HOBART, Ind. (AP) — A Florida-based operator of privately owned prisons and detention centers remains interested in northwestern Indiana despite one city telling it to look elsewhere, a spokesman said Monday.
The GEO Group wants to continue meeting with the Hobart community about possible opportunities, spokesman Pablo Paez said in a statement issued a day after Hobart Mayor Brian Snedecor told a community group opposed to the company that GEO Group it isn’t welcome in the city.
“Northwest Indiana’s strong transportation network, strong business climate and well-trained workforce are great assets that make it an attractive place in which to operate,” Paez said.
The (Munster) Times and the Post-Tribune report the company last November bought 40 acres in Hobart, about 6 miles southeast of Gary, but hasn’t released any details about its plans for the site.

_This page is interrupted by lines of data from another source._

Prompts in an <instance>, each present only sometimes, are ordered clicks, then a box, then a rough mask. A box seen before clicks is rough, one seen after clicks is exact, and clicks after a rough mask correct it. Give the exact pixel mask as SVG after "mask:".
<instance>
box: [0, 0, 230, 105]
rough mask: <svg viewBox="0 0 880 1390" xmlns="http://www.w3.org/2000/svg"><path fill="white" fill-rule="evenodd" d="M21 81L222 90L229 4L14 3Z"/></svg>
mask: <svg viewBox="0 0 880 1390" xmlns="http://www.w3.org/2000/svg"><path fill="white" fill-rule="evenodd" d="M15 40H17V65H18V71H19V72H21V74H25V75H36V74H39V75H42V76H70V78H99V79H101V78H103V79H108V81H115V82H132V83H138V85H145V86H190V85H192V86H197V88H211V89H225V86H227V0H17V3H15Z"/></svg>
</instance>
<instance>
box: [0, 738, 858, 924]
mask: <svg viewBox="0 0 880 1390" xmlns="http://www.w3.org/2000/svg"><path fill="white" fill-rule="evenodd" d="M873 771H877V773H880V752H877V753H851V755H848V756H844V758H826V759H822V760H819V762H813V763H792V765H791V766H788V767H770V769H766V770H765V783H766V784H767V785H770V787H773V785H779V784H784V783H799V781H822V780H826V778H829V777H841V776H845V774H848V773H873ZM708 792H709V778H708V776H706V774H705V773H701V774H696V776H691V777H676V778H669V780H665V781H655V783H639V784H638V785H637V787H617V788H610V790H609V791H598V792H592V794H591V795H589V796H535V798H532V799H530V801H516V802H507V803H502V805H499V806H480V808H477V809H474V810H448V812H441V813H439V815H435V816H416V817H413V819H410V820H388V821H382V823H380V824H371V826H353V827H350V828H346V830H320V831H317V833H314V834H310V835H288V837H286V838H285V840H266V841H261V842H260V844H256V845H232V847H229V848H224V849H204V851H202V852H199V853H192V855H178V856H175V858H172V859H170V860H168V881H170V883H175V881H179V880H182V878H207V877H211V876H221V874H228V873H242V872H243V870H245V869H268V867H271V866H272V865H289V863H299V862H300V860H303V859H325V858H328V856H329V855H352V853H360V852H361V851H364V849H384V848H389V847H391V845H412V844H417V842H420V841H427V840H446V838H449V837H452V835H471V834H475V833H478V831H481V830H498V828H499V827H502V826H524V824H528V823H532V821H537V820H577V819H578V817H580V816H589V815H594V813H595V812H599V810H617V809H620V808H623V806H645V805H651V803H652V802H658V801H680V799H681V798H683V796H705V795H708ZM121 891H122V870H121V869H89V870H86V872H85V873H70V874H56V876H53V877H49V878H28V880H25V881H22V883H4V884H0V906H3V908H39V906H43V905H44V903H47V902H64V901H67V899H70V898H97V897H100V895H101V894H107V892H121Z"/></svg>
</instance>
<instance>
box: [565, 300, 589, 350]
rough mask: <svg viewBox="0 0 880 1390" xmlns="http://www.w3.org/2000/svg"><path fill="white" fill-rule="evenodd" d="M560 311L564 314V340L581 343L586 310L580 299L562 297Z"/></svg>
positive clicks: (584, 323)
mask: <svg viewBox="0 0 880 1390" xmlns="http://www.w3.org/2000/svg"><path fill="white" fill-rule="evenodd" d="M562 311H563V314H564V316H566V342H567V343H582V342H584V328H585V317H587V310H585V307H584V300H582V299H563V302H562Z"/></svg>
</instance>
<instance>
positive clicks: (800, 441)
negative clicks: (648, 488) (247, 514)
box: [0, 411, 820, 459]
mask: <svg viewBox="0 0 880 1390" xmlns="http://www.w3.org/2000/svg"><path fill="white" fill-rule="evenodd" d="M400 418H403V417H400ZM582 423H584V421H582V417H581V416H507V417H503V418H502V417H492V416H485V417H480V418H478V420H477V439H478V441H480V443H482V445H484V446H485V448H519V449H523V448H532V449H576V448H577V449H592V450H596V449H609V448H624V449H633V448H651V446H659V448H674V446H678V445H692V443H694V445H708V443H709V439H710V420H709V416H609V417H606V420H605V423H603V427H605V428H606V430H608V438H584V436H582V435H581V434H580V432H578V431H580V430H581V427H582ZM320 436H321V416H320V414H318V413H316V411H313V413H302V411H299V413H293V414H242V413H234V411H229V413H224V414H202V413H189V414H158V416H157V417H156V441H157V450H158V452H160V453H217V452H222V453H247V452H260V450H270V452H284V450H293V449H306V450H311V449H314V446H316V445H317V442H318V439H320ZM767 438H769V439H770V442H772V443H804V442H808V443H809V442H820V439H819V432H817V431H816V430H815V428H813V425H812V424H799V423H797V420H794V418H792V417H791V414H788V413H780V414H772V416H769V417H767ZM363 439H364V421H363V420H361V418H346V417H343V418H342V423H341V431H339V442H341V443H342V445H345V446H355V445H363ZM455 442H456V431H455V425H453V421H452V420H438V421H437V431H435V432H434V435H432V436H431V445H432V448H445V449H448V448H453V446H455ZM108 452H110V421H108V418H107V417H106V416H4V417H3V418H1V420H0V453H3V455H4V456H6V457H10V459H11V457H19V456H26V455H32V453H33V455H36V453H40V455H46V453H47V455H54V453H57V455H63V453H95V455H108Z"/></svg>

GEO has said it wants to build an immigration holding center at the site but it has not filed to rezone the property. There’s no current formal proposal from the federal government for any such facility in the region.
Snedecor told a gathering of the Concerned Citizens of Hobart on Sunday that the city recently took steps to inform GEO of its duty to demolish or remedy the “deplorable condition” of a building on the land that it purchased.
“The uncertainty of your intentions coupled with your failure to engage our community has led to a loss of confidence in GEO,” Snedecor wrote.
Loy Roberson, who lives near the site, said it sits next to a park and a senior citizen residential complex.
“You want to say this is a good place to put a prison?” Roberson said. “I don’t think so.”
Boca Raton, Fla.-based GEO manages 98 correctional, detention, and community re-entry facilities with approximately 77,000 beds and more than 60 non-residential service centers.